= Jack D. Steinhilber =

American politician

Jack D. Steinhilber (September 14, 1931 – May 14, 2009) was an Oshkosh, Wisconsin lawyer, businessman and Republican politician, who served as Winnebago County district attorney, in the Wisconsin State Assembly, and in the Wisconsin Senate, as well as serving as Winnebago County county executive.

==Biography==
Son of Elmer and Rose Steinhilber, Steinhilber graduated from Oshkosh High School in 1949, and attended Oshkosh State Teachers College and the University of Wisconsin–Madison, earning a BS in economics; then graduated from the University of Wisconsin Law School.

He practiced law in Oshkosh, and was elected Winnebago County district attorney in 1957, holding the post until 1964. He was elected to the State Assembly in 1966, served two terms, then in 1970 was elected to the State Senate for one term. (His legislative papers (1967–1974) are in the archives of the Wisconsin Historical Society.)

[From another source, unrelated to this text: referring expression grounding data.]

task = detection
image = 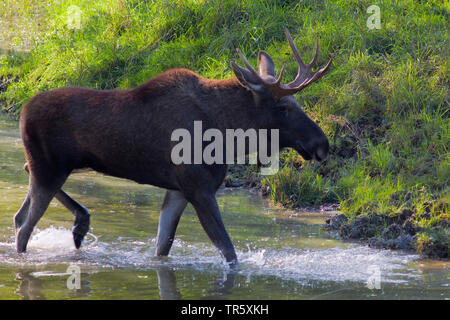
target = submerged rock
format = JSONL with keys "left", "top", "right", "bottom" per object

{"left": 368, "top": 237, "right": 385, "bottom": 249}
{"left": 417, "top": 238, "right": 450, "bottom": 259}
{"left": 381, "top": 223, "right": 403, "bottom": 239}
{"left": 324, "top": 214, "right": 348, "bottom": 230}
{"left": 396, "top": 208, "right": 414, "bottom": 223}
{"left": 337, "top": 216, "right": 379, "bottom": 240}
{"left": 223, "top": 177, "right": 245, "bottom": 188}
{"left": 368, "top": 234, "right": 416, "bottom": 251}
{"left": 402, "top": 220, "right": 418, "bottom": 235}
{"left": 396, "top": 234, "right": 417, "bottom": 250}
{"left": 321, "top": 209, "right": 450, "bottom": 257}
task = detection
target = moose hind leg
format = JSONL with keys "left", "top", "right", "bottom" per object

{"left": 156, "top": 190, "right": 188, "bottom": 256}
{"left": 54, "top": 190, "right": 90, "bottom": 249}
{"left": 14, "top": 191, "right": 31, "bottom": 230}
{"left": 16, "top": 175, "right": 67, "bottom": 253}
{"left": 15, "top": 164, "right": 33, "bottom": 229}
{"left": 23, "top": 162, "right": 90, "bottom": 249}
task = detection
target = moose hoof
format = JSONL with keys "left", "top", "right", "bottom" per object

{"left": 227, "top": 258, "right": 239, "bottom": 270}
{"left": 16, "top": 227, "right": 32, "bottom": 253}
{"left": 73, "top": 232, "right": 85, "bottom": 249}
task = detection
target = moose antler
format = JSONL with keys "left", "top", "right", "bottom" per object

{"left": 236, "top": 26, "right": 334, "bottom": 100}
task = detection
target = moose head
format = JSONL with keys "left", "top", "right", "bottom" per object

{"left": 230, "top": 27, "right": 333, "bottom": 162}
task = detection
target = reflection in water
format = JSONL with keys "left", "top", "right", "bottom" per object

{"left": 14, "top": 268, "right": 92, "bottom": 300}
{"left": 12, "top": 264, "right": 238, "bottom": 300}
{"left": 15, "top": 271, "right": 45, "bottom": 300}
{"left": 157, "top": 266, "right": 181, "bottom": 300}
{"left": 207, "top": 270, "right": 236, "bottom": 298}
{"left": 157, "top": 267, "right": 236, "bottom": 300}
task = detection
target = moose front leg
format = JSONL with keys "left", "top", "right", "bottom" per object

{"left": 155, "top": 190, "right": 188, "bottom": 256}
{"left": 190, "top": 191, "right": 238, "bottom": 267}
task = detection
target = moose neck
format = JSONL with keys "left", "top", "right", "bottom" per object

{"left": 201, "top": 77, "right": 264, "bottom": 132}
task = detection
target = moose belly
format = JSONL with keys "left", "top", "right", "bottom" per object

{"left": 84, "top": 157, "right": 180, "bottom": 190}
{"left": 75, "top": 136, "right": 180, "bottom": 190}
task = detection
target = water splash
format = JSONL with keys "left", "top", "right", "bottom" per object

{"left": 28, "top": 226, "right": 75, "bottom": 252}
{"left": 0, "top": 227, "right": 421, "bottom": 285}
{"left": 238, "top": 246, "right": 420, "bottom": 284}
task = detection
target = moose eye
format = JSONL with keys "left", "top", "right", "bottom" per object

{"left": 278, "top": 106, "right": 289, "bottom": 117}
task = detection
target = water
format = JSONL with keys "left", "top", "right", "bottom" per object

{"left": 0, "top": 115, "right": 448, "bottom": 299}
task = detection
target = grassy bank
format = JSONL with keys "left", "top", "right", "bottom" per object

{"left": 0, "top": 0, "right": 448, "bottom": 258}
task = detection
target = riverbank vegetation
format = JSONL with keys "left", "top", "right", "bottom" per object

{"left": 0, "top": 0, "right": 448, "bottom": 258}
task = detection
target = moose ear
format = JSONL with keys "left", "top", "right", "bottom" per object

{"left": 257, "top": 51, "right": 275, "bottom": 77}
{"left": 230, "top": 61, "right": 265, "bottom": 93}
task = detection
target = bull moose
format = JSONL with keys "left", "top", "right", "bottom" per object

{"left": 14, "top": 27, "right": 333, "bottom": 266}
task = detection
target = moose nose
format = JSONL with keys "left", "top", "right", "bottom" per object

{"left": 314, "top": 150, "right": 326, "bottom": 161}
{"left": 314, "top": 140, "right": 329, "bottom": 162}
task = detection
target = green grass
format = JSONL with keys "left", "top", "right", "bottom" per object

{"left": 0, "top": 0, "right": 448, "bottom": 257}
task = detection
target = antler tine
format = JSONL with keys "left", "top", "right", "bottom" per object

{"left": 293, "top": 52, "right": 334, "bottom": 91}
{"left": 275, "top": 66, "right": 285, "bottom": 84}
{"left": 284, "top": 27, "right": 333, "bottom": 90}
{"left": 284, "top": 26, "right": 313, "bottom": 88}
{"left": 319, "top": 53, "right": 334, "bottom": 75}
{"left": 283, "top": 26, "right": 306, "bottom": 68}
{"left": 309, "top": 38, "right": 319, "bottom": 66}
{"left": 307, "top": 53, "right": 334, "bottom": 84}
{"left": 236, "top": 48, "right": 265, "bottom": 84}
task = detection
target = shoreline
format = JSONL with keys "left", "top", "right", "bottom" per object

{"left": 224, "top": 165, "right": 449, "bottom": 260}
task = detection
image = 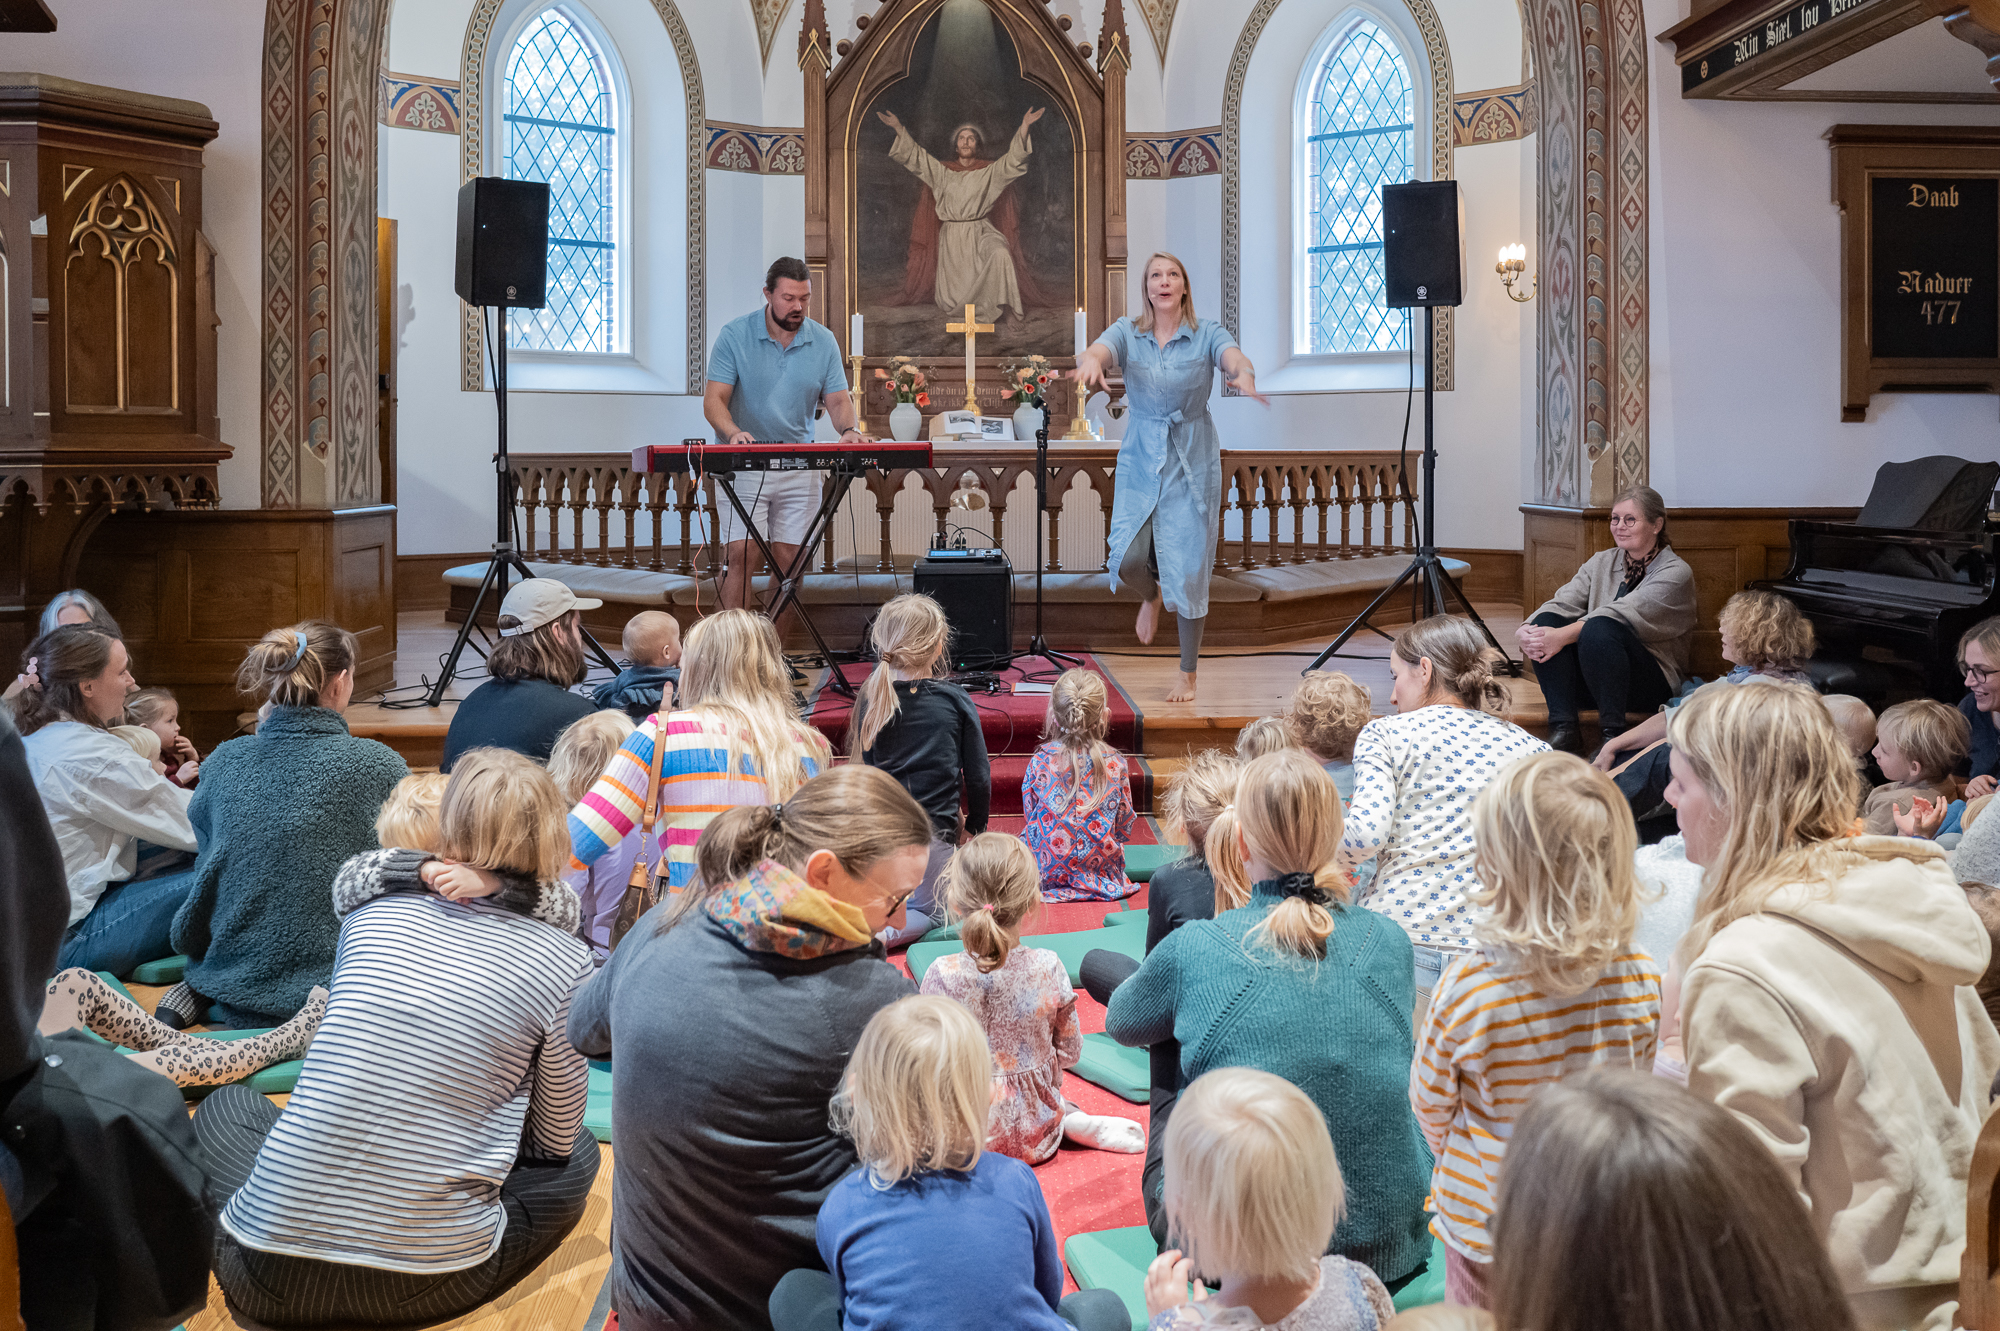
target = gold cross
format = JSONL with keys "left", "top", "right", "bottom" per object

He was a candidate for the Republican nomination for Congressman from Wisconsin's 6th congressional district in the February 20, 1979 special primary, coming in third with 18.68% of the vote behind eventual winner Tom Petri and later Governor Tommy Thompson. He was an active Republican, serving in 1976 as chairman of the Wisconsin Citizens for Reagan and as a delegate to the 1980 Republican National Convention.

In 1993, he was elected Winnebago County executive for one term.

He married Gail Floether July 28, 1984; they had three children.